Oidábiadé – The orphan that was taken by wild pigs

Yacorenie Oidi Ayoré

The Ayoré that was taken away by the wild pigs:

The Ayoré that the wild pigs took away was an orphan. It’s said that when he was still very small he took the scraper that his grandmother used for scraping *dajudíe leaves and used it for hunting. It’s said, he became a wild pig hunter, and the wild pigs would one day take him away with them.

The little one said: “Grandmother, I want to go with the hunters to hunt pigs, and we’ll eat the little baby pig that I kill.” And the ones they killed that day were all little pigs. And he brought home some baby pigs that he had killed, and he and his grandmother ate his little victims. When he was bigger, he killed pigs that were bigger.

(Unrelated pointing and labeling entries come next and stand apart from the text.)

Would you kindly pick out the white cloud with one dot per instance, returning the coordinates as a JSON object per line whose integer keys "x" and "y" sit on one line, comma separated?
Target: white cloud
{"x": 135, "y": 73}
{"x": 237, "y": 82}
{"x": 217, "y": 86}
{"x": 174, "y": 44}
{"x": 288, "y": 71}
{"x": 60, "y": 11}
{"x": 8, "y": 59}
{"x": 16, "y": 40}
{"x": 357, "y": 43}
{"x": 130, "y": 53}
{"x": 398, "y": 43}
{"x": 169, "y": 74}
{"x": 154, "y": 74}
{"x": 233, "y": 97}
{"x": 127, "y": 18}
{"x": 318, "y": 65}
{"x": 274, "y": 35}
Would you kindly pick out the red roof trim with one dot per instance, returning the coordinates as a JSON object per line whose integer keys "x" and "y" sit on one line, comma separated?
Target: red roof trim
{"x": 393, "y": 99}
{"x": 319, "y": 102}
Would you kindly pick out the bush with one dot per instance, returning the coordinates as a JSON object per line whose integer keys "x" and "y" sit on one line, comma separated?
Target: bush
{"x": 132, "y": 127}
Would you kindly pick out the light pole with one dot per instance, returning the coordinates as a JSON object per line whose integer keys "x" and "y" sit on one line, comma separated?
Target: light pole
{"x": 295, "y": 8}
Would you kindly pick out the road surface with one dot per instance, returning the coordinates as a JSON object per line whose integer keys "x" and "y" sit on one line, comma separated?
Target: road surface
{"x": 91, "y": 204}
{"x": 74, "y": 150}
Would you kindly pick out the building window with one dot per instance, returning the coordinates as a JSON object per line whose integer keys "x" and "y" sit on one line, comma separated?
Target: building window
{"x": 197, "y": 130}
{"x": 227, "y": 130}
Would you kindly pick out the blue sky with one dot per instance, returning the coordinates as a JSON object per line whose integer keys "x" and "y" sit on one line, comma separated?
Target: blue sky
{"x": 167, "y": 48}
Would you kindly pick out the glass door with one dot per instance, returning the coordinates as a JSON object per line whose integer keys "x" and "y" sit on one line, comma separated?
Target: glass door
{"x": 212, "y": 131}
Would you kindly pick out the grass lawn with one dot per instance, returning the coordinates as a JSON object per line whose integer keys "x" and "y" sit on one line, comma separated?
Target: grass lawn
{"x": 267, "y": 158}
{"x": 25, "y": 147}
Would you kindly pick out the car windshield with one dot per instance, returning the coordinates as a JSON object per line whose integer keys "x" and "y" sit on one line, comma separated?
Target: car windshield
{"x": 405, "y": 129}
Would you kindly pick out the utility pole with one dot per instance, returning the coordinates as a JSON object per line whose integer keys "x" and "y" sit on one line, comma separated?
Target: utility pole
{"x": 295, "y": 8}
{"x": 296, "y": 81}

It’s said that their countrymen would give squash to the grandmother and say to her: “Boil these for your grandson. He can eat them when he gets back from a hunt.” They did this because they wanted to eat some of the game the little boy brought back.  They would eat some of the young pigs he would kill, but even though the pigs were bigger now, they showed kindness to the boy.

Later on he killed ‘big-bellied pigs.’ And when he was a young man he would kill whole troops of wild pigs. And that’s when he became known as the great hunter of wild pigs. And it’s also when the wild pigs got fed up with him because of how many pigs he was killing.

So the wild pigs that he had killed would rise again from the dead, and that’s when one of them grabbed the young man and took him away.

They claim that the wild pigs learned all about us Ayoreos, because the one they took off long ago told them about us. He said to them: “Leave us Ayoreos alone, for Ayoreos are all warlike. Leave and stay away from them.”

And that’s when the wild pigs started running away from the Ayoreos. They still run from us, because they know what we’re like. And that’s because of what the Ayoré that they took away so long ago told them. Wild pigs know our ways, and that is why, knowing all about us today, they still run away from us.

Oidábiadé – Campo Loro, Paraguay – 1988.

Transcribed and translated to English by: Maxine Morarie.